Awarded by Time magazine as the Best Design of the 20th Century, the iconic LCW or “Lounge Chair Wood” began as an experiment in the Eameses’ apartment in 1946, where American husband-and-wife design team Charles and Ray Eames were molding plywood into organic forms yielded this design icon.
In the early 1940s, when Charles Eames was working on MGM set designs, he and his wife, Ray, were experimenting with wood-molding techniques that would have profound effects on the design world. Their discoveries led to a commission from the US Navy to develop plywood leg splints, stretchers, and glider shells, molded under heat and pressure, that were used successfully in World War II.（via Herman Miller）
When the war was over, Charles and Ray applied the technology they had created to making affordable, high-quality chairs that could be mass-produced using dimensionally shaped surfaces instead of cushioned upholstery. When they found that plywood did not withstand the stresses that occurred where the chair seat and back met, they abandoned their original single-shell idea in favor of a chair that had separate molded-plywood panels for the back and seat.
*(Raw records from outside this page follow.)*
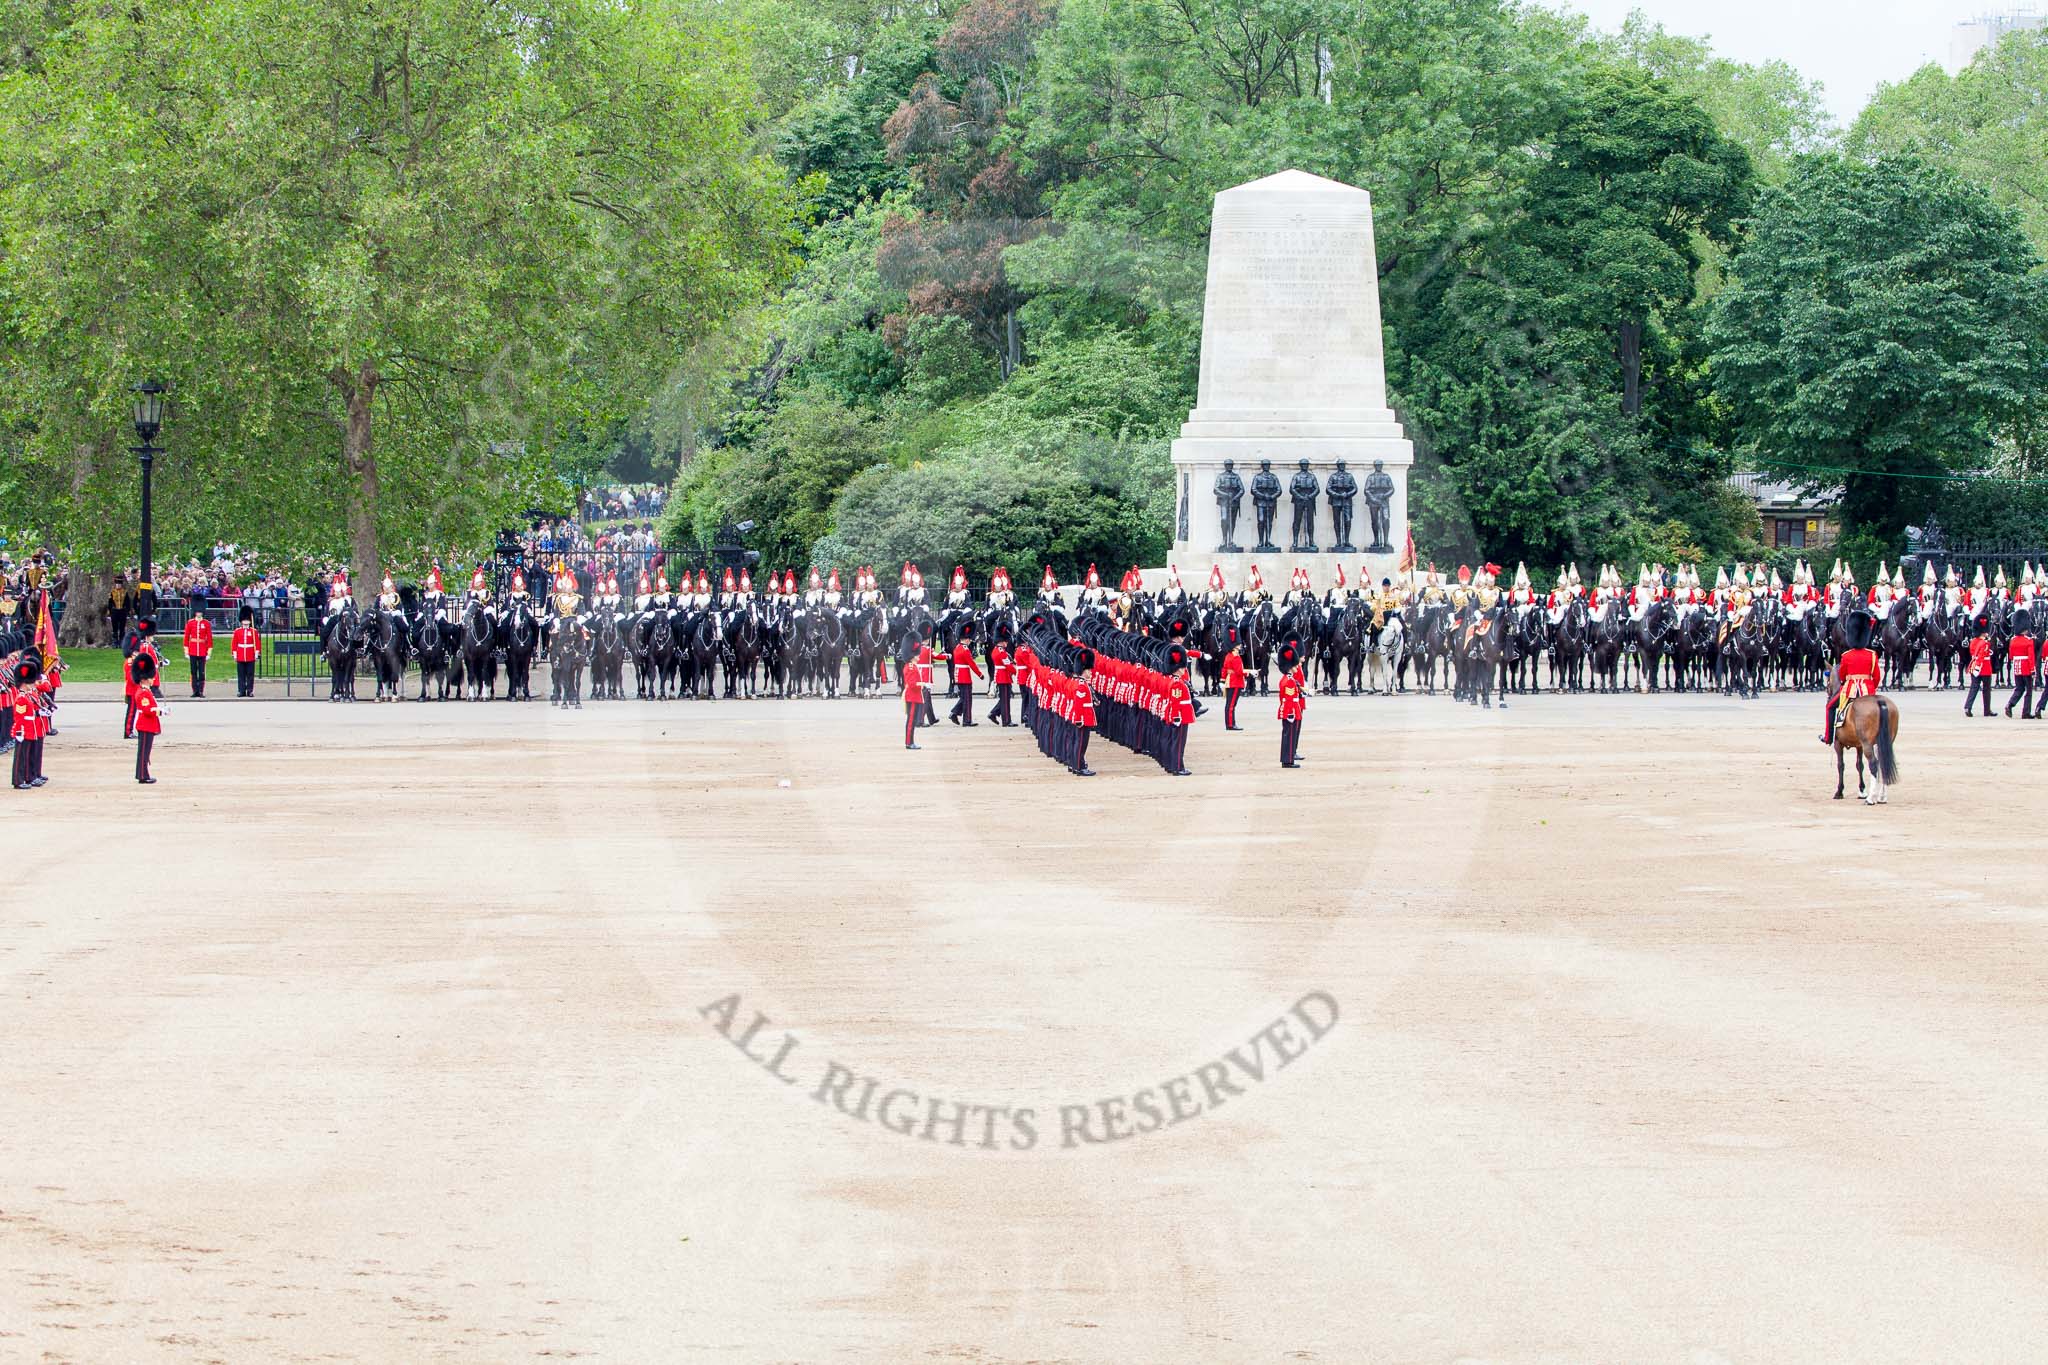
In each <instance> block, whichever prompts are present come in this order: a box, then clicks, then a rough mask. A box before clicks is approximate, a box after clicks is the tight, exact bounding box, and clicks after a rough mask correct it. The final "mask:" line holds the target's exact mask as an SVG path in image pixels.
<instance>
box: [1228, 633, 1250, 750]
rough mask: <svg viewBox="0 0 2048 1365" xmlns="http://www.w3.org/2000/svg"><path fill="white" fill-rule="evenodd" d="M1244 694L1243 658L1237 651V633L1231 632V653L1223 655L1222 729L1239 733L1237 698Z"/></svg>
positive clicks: (1237, 651)
mask: <svg viewBox="0 0 2048 1365" xmlns="http://www.w3.org/2000/svg"><path fill="white" fill-rule="evenodd" d="M1243 694H1245V657H1243V655H1241V653H1239V651H1237V632H1235V630H1231V653H1227V655H1223V729H1227V731H1241V729H1245V726H1241V724H1237V698H1241V696H1243Z"/></svg>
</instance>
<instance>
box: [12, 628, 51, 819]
mask: <svg viewBox="0 0 2048 1365" xmlns="http://www.w3.org/2000/svg"><path fill="white" fill-rule="evenodd" d="M12 684H14V686H12V690H10V692H8V694H6V696H8V729H10V733H12V735H14V790H16V792H27V790H31V788H39V786H43V784H45V782H49V778H45V776H43V737H45V735H49V712H45V710H43V698H45V696H47V694H49V690H51V679H49V677H43V669H41V665H37V661H35V659H23V661H20V663H16V665H14V677H12Z"/></svg>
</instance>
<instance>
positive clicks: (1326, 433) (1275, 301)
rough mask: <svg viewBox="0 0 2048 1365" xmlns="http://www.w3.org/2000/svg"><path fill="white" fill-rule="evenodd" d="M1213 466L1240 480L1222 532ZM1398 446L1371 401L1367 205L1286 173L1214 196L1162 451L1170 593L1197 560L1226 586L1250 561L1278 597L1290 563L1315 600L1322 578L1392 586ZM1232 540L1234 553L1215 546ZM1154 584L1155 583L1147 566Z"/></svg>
mask: <svg viewBox="0 0 2048 1365" xmlns="http://www.w3.org/2000/svg"><path fill="white" fill-rule="evenodd" d="M1225 460H1229V463H1231V465H1235V473H1237V479H1239V481H1241V483H1243V499H1241V501H1239V514H1237V524H1235V530H1233V534H1231V536H1229V540H1227V538H1225V516H1223V503H1221V501H1219V497H1217V479H1219V475H1223V471H1225ZM1262 460H1270V463H1272V473H1274V475H1278V479H1280V501H1278V505H1276V510H1274V518H1272V538H1270V544H1272V546H1276V548H1270V551H1262V548H1260V532H1257V524H1260V512H1257V503H1255V499H1253V481H1255V477H1257V473H1260V463H1262ZM1300 460H1309V473H1313V475H1315V483H1317V497H1315V520H1313V526H1309V534H1307V536H1305V540H1307V542H1313V544H1315V546H1317V548H1315V551H1313V553H1311V551H1296V548H1294V544H1296V534H1294V532H1296V518H1294V499H1292V487H1290V485H1292V481H1294V477H1296V473H1298V471H1300ZM1337 460H1343V463H1346V467H1348V473H1350V477H1352V479H1354V481H1356V483H1358V495H1356V497H1354V499H1352V530H1350V546H1352V548H1348V551H1339V548H1337V540H1339V536H1337V530H1335V526H1333V520H1331V503H1329V477H1331V475H1333V473H1335V471H1337ZM1374 460H1378V465H1380V469H1382V471H1384V475H1389V477H1391V479H1393V499H1391V505H1389V510H1386V532H1384V542H1382V544H1384V546H1386V548H1380V551H1376V553H1374V551H1372V548H1370V546H1372V512H1370V508H1368V499H1366V491H1368V479H1370V477H1372V473H1374ZM1413 460H1415V448H1413V444H1411V442H1409V440H1407V438H1405V436H1403V432H1401V422H1399V420H1397V417H1395V413H1393V411H1391V409H1389V407H1386V358H1384V342H1382V338H1380V287H1378V254H1376V252H1374V248H1372V196H1370V194H1366V192H1364V190H1360V188H1354V186H1350V184H1337V182H1335V180H1325V178H1321V176H1311V174H1307V172H1300V170H1284V172H1280V174H1278V176H1266V178H1264V180H1253V182H1251V184H1239V186H1237V188H1231V190H1223V192H1221V194H1217V207H1214V213H1212V217H1210V235H1208V293H1206V297H1204V301H1202V381H1200V391H1198V395H1196V409H1194V411H1192V413H1188V422H1186V424H1184V426H1182V428H1180V440H1176V442H1174V512H1176V522H1174V553H1171V557H1169V559H1171V565H1174V567H1176V569H1178V571H1180V579H1182V585H1184V587H1186V589H1188V591H1190V593H1200V591H1202V589H1204V587H1206V585H1208V573H1210V565H1223V575H1225V581H1227V585H1229V587H1231V591H1237V589H1239V587H1243V583H1245V573H1247V571H1249V567H1251V565H1253V563H1255V565H1257V567H1260V575H1262V577H1264V581H1266V585H1268V587H1270V589H1272V591H1274V596H1276V598H1278V596H1280V593H1284V591H1286V587H1288V581H1290V577H1292V571H1294V567H1303V569H1309V575H1311V579H1313V581H1315V587H1317V591H1321V589H1325V587H1329V585H1331V583H1335V577H1337V565H1339V563H1341V565H1343V577H1346V581H1348V583H1358V579H1360V573H1364V575H1370V581H1374V583H1376V581H1378V579H1380V577H1393V569H1395V561H1397V559H1399V553H1401V546H1403V542H1405V538H1407V471H1409V465H1413ZM1229 544H1235V546H1239V548H1235V551H1233V548H1225V546H1229ZM1145 577H1147V585H1149V587H1157V585H1159V583H1161V581H1163V575H1155V573H1147V575H1145Z"/></svg>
The process eliminated the extraneous wood needed to connect the seat with the back, which reduced the weight and visual profile of the chair and established a basis for modern furniture design.（via Herman Miller）
Charles Ormond Eames, Jr (1907–1978) and Bernice Alexandra "Ray" Kaiser Eames (1912–1988) who made significant historical contributions to the development of modern architecture and furniture. They also worked in the fields of industrial and graphic design, fine art and film.